The structure of patterns

Starting a new chapter, of sorts. I have been researching the structure and patterns of plants. Based on the studies of biologist Lindenmayer the patterns of organic forms are easy to identify, the more the organism grown the more complex the patterns become. Lindenmayer’s systems, or L-systems for short, are also quite popular for the generation of artificial life.

untitled morpheme no1

Round acrylic painting made with the principles of the L-system nature patterns.


​Wood, Acrylic paint.

The recurring pattern of Lindenmayer’s system becomes repetitive, or copying of previous patterns creating fractal shapes and are thereby identify as the L-system.

L-system grammars are very similar to the semi-Thue grammar (see Chomsky hierarchy). L-systems are now commonly known as parametric L systems, defined as a tuple

G = (V, ω, P),


  • V (the alphabet) is a set of symbols containing both elements that can be replaced (variables) and those which cannot be replaced ("constants" or "terminals")

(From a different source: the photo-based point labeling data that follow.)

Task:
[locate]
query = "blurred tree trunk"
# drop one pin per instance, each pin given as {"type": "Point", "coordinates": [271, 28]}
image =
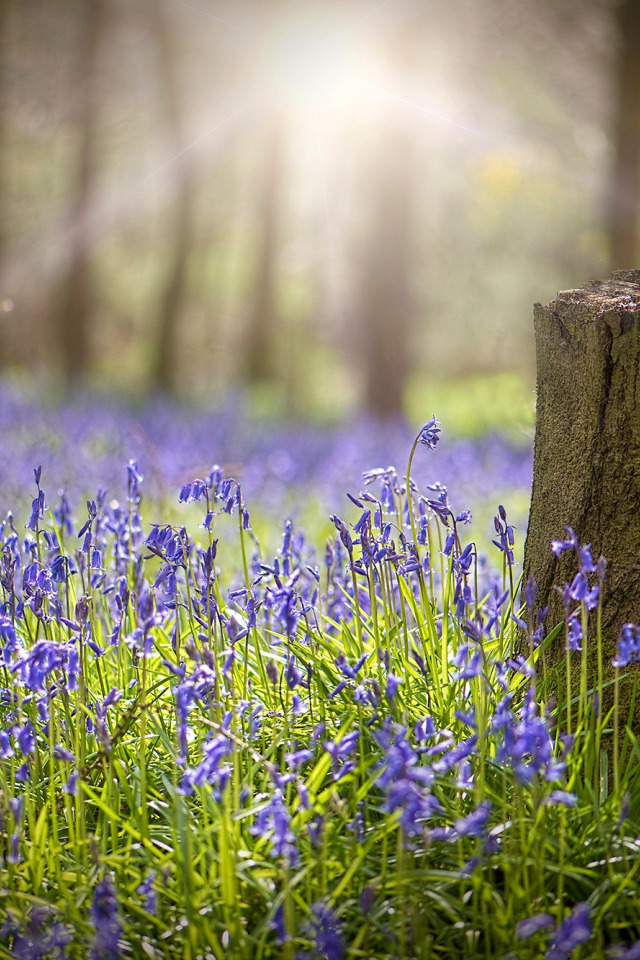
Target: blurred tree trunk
{"type": "Point", "coordinates": [263, 320]}
{"type": "Point", "coordinates": [165, 370]}
{"type": "Point", "coordinates": [624, 193]}
{"type": "Point", "coordinates": [4, 26]}
{"type": "Point", "coordinates": [76, 306]}
{"type": "Point", "coordinates": [384, 302]}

  • ω (start, axiom or initiator) is a string of symbols from V defining the initial state of the system

  • P is a set of production rules or productions defining the way variables can be replaced with combinations of constants and other variables. A production consists of two strings, the predecessor and the successor. For any symbol A which is a member of the set V which does not appear on the left hand side of a production in P, the identity production A → A is assumed; these symbols are called constants or terminals. (See Law of identity).